Le peloton se retrouvait au complet. Mais seulement pour quelques secondes. Jumbo-Visma a alors sorti le lance-flammes pour rôtir tous les sprinteurs ainsi que les leaders du général. Après un ultime relais de Tiesj Benoot, Van Aert prit les choses en main pour écoeurer les deux derniers rescapés dans sa roue, Adam Yates (INEOS) et Jonas Vingegaard (Jumbo-Visma), qui à quelques mètres près aurait pu basculer dans la descente avec son coéquipier et faire avec lui une excellente opération au général, Tadej Pogacar n’ayant pas su (pu ?) s’inviter à la fête.

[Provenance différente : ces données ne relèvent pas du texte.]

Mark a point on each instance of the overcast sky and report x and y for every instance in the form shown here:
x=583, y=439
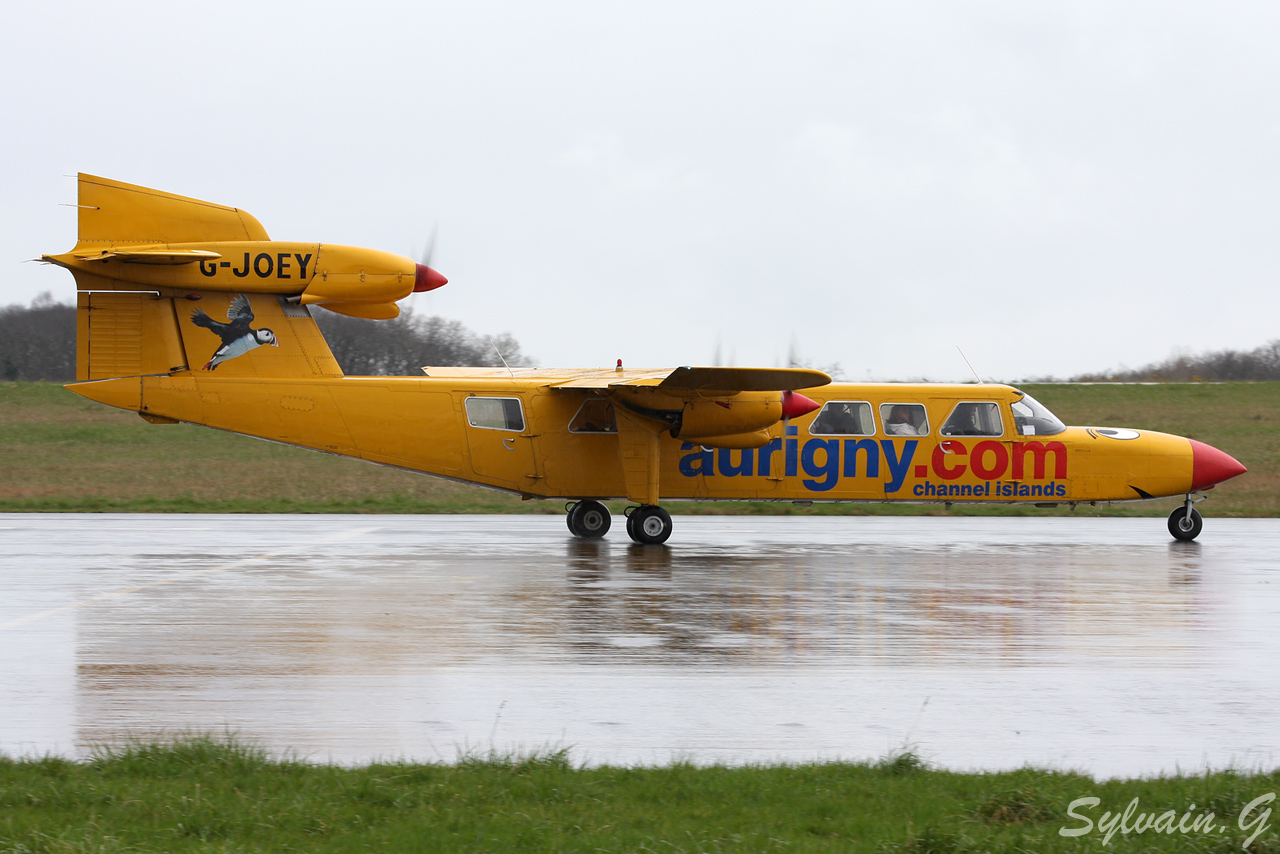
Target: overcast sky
x=1054, y=187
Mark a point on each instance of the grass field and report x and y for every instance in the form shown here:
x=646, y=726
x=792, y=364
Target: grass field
x=209, y=795
x=60, y=452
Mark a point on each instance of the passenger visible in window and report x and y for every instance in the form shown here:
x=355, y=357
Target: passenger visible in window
x=900, y=423
x=840, y=418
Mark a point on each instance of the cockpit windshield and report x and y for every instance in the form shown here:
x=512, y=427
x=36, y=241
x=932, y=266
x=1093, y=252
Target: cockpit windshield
x=1032, y=419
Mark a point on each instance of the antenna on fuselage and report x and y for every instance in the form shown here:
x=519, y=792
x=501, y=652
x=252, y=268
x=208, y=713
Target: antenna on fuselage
x=969, y=364
x=503, y=360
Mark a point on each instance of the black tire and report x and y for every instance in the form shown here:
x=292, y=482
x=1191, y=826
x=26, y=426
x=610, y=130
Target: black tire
x=649, y=525
x=589, y=520
x=1184, y=529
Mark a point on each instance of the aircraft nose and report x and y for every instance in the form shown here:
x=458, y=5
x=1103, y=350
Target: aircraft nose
x=426, y=279
x=1212, y=466
x=794, y=405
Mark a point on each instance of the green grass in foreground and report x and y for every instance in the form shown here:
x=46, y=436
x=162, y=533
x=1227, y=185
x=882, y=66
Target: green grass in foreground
x=60, y=452
x=202, y=794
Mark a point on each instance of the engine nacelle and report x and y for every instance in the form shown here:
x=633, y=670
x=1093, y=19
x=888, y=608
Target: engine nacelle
x=744, y=412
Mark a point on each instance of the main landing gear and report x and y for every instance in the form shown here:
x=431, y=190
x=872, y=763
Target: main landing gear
x=647, y=524
x=1185, y=523
x=588, y=519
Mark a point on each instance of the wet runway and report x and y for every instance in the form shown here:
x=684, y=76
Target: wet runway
x=1073, y=643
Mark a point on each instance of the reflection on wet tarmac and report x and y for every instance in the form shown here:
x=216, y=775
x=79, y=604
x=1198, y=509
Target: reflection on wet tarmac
x=983, y=642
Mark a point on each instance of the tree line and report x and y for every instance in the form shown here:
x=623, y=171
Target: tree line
x=1219, y=366
x=37, y=342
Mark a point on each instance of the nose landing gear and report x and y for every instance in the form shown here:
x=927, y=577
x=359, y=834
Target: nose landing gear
x=1185, y=523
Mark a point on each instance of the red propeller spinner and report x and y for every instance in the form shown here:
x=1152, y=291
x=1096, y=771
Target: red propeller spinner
x=794, y=405
x=428, y=279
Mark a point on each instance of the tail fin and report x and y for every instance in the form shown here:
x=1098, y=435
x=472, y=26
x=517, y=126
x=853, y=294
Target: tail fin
x=135, y=305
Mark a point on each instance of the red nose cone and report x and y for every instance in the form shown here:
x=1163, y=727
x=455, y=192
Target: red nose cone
x=795, y=405
x=1211, y=466
x=428, y=279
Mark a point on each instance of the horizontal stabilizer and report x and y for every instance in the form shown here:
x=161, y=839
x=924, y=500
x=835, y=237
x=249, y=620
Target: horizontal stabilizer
x=115, y=213
x=147, y=256
x=728, y=380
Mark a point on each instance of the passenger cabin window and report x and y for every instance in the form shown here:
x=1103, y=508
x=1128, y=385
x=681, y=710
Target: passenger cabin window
x=974, y=418
x=496, y=412
x=844, y=418
x=1031, y=418
x=904, y=419
x=594, y=416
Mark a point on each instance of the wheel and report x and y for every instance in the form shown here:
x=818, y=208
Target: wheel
x=1185, y=529
x=589, y=520
x=649, y=525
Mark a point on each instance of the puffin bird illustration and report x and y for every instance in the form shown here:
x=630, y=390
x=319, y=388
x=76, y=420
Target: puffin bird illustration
x=236, y=334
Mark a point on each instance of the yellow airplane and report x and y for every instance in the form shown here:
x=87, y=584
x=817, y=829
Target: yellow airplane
x=188, y=311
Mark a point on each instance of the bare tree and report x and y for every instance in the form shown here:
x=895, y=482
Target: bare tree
x=401, y=347
x=37, y=342
x=1224, y=365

Les Jumbo ont vissé, Van Aert a tout explosé : l'énorme coup de force du Cap Blanc-nez

7e victoire sur le Tour pour Van Aert

Maillot jaune sur le dos, Van Aert creusa rapidement l’écart, l’effet du vent favorable et de la désorganisation d’un peloton abasourdi par cet uppercut qu’il n’avait pas vu venir. Le Belge compta jusqu’à 27 secondes d’avance et en conserva 8 sur la ligne, où il signa sa 7e victoire en carrière sur le Tour. Philipsen (Alpecin-Deceuninck), sans doute trop loin pour apercevoir le décollage de la fusée WVA, pensait avoir gagné et livra l’autre image forte de ce mardi en levant les bras pour une 2e place. Christophe Laporte (Jumbo-Visma) compléta le podium du jour, histoire de parfaire le magnifique tableau de sa formation, devant Alexander Kristoff et Peter Sagan.

Philipsen croit avoir gagné... Mais Van Aert a déjà franchi la ligne

Pas de favori piégé au général : les positions restent inchangées. Mais Van Aert possède désormais un matelas intéressant de 25 secondes sur Yves Lampaert (Quick-Step Alpha Vinyl) et Tadej Pogacar (UAE Emirates). De quoi voir venir pour les prochaines journées, qui ne seront pas non plus pour lui déplaire. A commencer par les pavés de mercredi sur la route d’Arenberg.